The great Russian novelist
Vladimir Nabokov once remarked that "if Kafka's
The Metamorphosis strikes anyone as something more than an entomological fantasy, then I congratulate him on having joined the ranks of good and great readers" (
source). Far be it for us to quibble with Nabokov. But you could say that
Franz Kafka's story deserves its status as one of the greatest literary works of all time
precisely because it's an awesome work of fantasy. It's a story about a man, Gregor Samsa, who wakes up as a gigantic, gross
bug. Gregor's abrupt and unexplained transformation, along with the story's juxtaposition of everyday and fantastic elements, gives the story a dream-like quality that is enigmatically compelling.

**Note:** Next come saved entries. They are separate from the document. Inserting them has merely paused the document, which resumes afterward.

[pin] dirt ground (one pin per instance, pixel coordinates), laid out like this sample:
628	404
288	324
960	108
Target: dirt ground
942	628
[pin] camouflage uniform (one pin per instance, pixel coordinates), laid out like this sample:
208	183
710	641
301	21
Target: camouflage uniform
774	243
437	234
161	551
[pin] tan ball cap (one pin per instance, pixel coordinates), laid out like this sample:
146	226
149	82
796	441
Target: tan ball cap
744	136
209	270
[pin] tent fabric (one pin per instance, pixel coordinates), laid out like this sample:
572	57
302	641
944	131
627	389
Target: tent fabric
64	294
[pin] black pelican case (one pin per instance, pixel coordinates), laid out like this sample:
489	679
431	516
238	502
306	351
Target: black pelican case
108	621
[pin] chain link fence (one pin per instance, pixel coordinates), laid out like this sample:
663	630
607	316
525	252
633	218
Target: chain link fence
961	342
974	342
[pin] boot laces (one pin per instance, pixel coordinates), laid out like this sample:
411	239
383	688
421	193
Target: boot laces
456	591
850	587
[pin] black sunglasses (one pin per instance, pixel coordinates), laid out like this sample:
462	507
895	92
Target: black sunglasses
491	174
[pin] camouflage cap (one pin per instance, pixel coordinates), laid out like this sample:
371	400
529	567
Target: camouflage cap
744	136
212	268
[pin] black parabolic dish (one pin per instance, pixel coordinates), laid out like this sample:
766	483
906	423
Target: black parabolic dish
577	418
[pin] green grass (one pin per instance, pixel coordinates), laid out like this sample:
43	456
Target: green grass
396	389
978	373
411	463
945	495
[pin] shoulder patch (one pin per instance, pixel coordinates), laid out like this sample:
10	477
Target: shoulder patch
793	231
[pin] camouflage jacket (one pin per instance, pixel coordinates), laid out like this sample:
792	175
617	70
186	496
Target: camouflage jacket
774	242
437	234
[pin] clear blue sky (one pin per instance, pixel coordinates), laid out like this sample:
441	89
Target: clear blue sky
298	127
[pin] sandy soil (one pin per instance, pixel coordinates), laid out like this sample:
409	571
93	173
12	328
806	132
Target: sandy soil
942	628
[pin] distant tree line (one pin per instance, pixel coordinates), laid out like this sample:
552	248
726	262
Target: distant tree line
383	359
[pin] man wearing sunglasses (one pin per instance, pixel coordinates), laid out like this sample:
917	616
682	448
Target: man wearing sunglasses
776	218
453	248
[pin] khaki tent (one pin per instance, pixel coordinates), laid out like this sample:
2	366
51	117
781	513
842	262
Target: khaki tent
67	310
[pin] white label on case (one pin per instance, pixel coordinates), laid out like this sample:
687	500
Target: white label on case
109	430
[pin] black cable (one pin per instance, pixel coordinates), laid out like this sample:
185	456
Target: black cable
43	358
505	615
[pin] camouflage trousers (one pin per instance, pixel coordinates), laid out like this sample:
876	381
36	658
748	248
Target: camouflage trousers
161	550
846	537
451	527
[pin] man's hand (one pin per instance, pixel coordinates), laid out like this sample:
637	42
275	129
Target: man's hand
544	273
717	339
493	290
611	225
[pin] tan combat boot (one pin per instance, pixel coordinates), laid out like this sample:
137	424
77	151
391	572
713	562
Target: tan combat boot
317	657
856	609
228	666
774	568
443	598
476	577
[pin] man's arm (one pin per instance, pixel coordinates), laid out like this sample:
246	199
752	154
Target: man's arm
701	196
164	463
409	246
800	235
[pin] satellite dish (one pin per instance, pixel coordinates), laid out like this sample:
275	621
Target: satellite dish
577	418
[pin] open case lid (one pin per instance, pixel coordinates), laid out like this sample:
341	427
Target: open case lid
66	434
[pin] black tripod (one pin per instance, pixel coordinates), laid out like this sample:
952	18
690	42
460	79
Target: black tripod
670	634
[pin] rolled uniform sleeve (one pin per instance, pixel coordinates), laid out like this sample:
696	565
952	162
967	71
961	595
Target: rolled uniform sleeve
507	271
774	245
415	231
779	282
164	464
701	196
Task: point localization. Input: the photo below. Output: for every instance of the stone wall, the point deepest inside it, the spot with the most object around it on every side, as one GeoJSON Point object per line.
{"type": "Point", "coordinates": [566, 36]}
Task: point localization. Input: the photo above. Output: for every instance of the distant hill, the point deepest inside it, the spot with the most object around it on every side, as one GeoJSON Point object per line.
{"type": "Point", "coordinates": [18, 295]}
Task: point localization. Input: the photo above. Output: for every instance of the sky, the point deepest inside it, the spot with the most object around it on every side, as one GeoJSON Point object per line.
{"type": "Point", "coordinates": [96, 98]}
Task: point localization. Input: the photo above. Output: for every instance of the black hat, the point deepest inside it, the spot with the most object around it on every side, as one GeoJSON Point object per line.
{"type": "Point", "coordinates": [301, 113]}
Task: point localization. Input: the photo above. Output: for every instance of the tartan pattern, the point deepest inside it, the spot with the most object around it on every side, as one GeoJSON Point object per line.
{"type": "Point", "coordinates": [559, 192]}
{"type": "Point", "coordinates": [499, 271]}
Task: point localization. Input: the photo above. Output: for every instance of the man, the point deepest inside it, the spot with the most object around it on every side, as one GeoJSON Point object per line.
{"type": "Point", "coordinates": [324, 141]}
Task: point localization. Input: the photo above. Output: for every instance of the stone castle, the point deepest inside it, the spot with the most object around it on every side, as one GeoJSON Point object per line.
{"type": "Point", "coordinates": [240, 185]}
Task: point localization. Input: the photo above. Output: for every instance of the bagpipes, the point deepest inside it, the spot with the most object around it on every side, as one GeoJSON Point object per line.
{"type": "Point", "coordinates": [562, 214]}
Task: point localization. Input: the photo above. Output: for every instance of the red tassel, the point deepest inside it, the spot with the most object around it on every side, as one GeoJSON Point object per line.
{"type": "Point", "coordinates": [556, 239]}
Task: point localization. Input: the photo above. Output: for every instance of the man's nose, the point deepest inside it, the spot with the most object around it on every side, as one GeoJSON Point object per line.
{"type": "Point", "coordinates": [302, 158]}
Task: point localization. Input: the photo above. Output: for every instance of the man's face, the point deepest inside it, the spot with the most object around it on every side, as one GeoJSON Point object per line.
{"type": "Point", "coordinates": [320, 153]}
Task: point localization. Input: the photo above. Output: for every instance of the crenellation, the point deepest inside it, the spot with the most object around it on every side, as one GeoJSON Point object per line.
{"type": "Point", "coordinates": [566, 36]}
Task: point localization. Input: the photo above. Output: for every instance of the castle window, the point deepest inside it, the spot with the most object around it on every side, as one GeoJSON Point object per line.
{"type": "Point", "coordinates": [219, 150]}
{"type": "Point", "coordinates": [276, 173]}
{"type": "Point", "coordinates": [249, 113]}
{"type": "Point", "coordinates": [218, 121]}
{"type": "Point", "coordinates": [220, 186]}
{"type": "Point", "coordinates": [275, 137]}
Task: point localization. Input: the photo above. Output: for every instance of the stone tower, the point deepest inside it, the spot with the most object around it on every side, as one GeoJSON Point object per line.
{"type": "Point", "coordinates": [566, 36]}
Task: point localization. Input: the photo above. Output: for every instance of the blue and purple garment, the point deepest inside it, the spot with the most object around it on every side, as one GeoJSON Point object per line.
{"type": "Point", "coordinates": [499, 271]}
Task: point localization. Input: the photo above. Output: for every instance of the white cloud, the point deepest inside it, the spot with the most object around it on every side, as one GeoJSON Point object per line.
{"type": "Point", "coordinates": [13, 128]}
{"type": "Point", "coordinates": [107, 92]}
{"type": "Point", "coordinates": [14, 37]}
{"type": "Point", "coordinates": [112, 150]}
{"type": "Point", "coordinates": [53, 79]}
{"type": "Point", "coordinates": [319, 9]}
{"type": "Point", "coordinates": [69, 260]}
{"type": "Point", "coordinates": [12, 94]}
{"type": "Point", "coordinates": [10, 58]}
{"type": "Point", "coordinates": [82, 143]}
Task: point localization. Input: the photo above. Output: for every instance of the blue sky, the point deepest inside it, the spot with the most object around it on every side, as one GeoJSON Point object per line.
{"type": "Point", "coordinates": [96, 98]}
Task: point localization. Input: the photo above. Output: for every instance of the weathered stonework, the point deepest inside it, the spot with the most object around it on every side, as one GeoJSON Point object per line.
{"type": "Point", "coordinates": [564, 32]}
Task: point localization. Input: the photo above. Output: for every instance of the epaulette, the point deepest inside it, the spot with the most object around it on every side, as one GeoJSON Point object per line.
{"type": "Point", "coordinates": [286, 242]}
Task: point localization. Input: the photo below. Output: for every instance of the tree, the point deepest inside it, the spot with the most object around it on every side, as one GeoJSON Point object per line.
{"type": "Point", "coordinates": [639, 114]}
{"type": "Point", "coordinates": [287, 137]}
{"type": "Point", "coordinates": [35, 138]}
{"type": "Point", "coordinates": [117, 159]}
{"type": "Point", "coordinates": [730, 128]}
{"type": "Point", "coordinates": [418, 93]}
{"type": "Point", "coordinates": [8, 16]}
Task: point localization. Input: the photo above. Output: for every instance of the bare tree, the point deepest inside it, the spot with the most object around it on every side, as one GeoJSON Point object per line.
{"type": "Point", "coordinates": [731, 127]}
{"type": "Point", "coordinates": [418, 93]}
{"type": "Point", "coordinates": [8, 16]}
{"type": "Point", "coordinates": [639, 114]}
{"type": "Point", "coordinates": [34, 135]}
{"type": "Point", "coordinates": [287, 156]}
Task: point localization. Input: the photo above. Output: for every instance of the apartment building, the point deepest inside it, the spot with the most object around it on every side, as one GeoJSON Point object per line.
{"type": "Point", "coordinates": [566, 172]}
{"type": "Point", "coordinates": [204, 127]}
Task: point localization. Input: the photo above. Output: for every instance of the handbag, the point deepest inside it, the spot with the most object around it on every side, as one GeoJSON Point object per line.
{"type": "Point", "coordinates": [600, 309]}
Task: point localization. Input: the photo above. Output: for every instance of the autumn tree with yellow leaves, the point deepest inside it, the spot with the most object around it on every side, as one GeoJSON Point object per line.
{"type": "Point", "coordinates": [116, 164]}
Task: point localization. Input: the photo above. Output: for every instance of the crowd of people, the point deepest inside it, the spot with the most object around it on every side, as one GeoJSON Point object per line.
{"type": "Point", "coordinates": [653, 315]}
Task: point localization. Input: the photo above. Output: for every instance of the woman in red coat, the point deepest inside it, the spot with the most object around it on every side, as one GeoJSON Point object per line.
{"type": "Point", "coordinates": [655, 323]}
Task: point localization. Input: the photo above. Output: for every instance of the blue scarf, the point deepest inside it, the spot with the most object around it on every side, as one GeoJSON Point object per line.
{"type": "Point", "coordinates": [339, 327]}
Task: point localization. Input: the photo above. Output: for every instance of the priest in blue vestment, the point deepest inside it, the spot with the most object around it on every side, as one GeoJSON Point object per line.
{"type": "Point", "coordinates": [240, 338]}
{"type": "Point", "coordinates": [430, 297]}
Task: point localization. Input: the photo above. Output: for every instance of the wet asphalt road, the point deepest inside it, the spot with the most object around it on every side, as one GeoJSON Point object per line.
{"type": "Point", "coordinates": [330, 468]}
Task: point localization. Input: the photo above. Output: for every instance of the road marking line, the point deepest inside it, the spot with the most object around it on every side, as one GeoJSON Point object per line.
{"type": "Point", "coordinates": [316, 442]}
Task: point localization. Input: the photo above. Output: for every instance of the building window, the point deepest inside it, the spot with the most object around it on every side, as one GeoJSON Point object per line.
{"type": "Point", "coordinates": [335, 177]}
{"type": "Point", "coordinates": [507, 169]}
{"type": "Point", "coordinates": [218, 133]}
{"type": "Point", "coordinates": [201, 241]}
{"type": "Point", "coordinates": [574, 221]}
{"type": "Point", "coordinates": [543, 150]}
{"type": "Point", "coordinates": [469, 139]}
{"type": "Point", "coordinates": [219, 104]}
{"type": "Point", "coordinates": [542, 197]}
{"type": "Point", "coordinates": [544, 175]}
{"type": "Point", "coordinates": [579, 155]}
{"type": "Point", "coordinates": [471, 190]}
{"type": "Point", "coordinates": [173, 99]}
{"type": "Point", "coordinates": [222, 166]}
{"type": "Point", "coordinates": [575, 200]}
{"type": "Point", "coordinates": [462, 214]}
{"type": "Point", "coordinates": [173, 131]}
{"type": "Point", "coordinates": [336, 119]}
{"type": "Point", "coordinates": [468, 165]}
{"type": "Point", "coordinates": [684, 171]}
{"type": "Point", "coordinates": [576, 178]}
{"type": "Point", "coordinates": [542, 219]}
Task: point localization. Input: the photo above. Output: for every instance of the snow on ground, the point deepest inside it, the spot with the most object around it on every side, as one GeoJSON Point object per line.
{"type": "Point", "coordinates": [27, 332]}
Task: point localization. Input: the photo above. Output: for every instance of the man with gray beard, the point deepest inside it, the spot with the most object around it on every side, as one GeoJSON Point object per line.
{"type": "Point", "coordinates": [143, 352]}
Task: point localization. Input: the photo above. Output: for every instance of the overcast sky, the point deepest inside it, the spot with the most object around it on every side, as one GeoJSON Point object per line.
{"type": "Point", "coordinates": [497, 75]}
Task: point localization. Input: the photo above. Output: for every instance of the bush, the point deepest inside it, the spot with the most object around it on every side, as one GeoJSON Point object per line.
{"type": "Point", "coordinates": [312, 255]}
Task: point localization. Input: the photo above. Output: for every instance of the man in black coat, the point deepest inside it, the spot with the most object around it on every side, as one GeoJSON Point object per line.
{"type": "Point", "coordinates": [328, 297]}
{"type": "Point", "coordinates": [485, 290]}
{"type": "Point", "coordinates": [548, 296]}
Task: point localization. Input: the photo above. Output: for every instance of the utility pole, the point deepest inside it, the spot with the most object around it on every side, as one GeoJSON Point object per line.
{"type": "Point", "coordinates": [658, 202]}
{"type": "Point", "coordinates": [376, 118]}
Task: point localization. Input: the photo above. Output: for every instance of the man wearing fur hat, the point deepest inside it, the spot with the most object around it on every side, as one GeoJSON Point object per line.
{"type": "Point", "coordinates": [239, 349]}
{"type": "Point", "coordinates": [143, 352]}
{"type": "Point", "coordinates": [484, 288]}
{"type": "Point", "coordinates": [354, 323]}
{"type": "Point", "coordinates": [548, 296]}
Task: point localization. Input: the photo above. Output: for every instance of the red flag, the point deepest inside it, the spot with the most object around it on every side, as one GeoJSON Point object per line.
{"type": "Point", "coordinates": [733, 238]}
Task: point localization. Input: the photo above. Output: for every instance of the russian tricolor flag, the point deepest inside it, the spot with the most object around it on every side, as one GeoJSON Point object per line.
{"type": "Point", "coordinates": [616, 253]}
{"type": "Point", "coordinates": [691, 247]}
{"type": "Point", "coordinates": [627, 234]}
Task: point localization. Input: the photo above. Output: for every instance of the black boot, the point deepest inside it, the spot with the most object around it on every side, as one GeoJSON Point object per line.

Perhaps it's because of the story's dream-like elusiveness that a veritable critical industry has been devoted to figuring out exactly what the story is all about. Some look to Kafka's biographical and historical context to argue that the story, published in 1912, expresses Kafka's own sense of self-alienation. Not only was he a German speaker living in Czech Prague, and a Jew living in virulently anti-Semitic times, but Kafka also felt enormous pressure to become a successful businessman like his father. Gregor's transformation into a disgusting parasite is often viewed as an expression of Kafka's feelings of isolation and inferiority. The story is also read as a prescient allegory for genocide, in particular the
Holocaust. The word used to describe Gregor –
Ungeziefer – is a term that the Nazis used to refer to the Jews (
Bruce 113). While Kafka died in 1924, many surviving members of his family perished in the Holocaust.
Others point to Kafka's readings of
Sigmund Freud,
Karl Marx, and
Friedrich Nietzsche as a way into the complex philosophical themes of this apparently simple tale. Gregor's conflict with his father and the dream-like quality of the story is seen as a nod to Freud's analysis of dreams and the Oedipal complex. A Marxist would read Gregor's inability to work as a protest against the dehumanizing and self-alienating effects of working in a capitalistic society. And others view Gregor's monstrous insect form as representing Gregor's radical refusal to submit to society's values and conventions, much in the same way as the Nietzschean
Übermensch.
Heavy stuff indeed for a story about a cockroach who likes to slurp putrid waste and hang upside down from the ceiling. The beauty of Kafka's tale is that it can elicit all of these readings while still wiggling an antennae or two for some earthy entomological hilarity.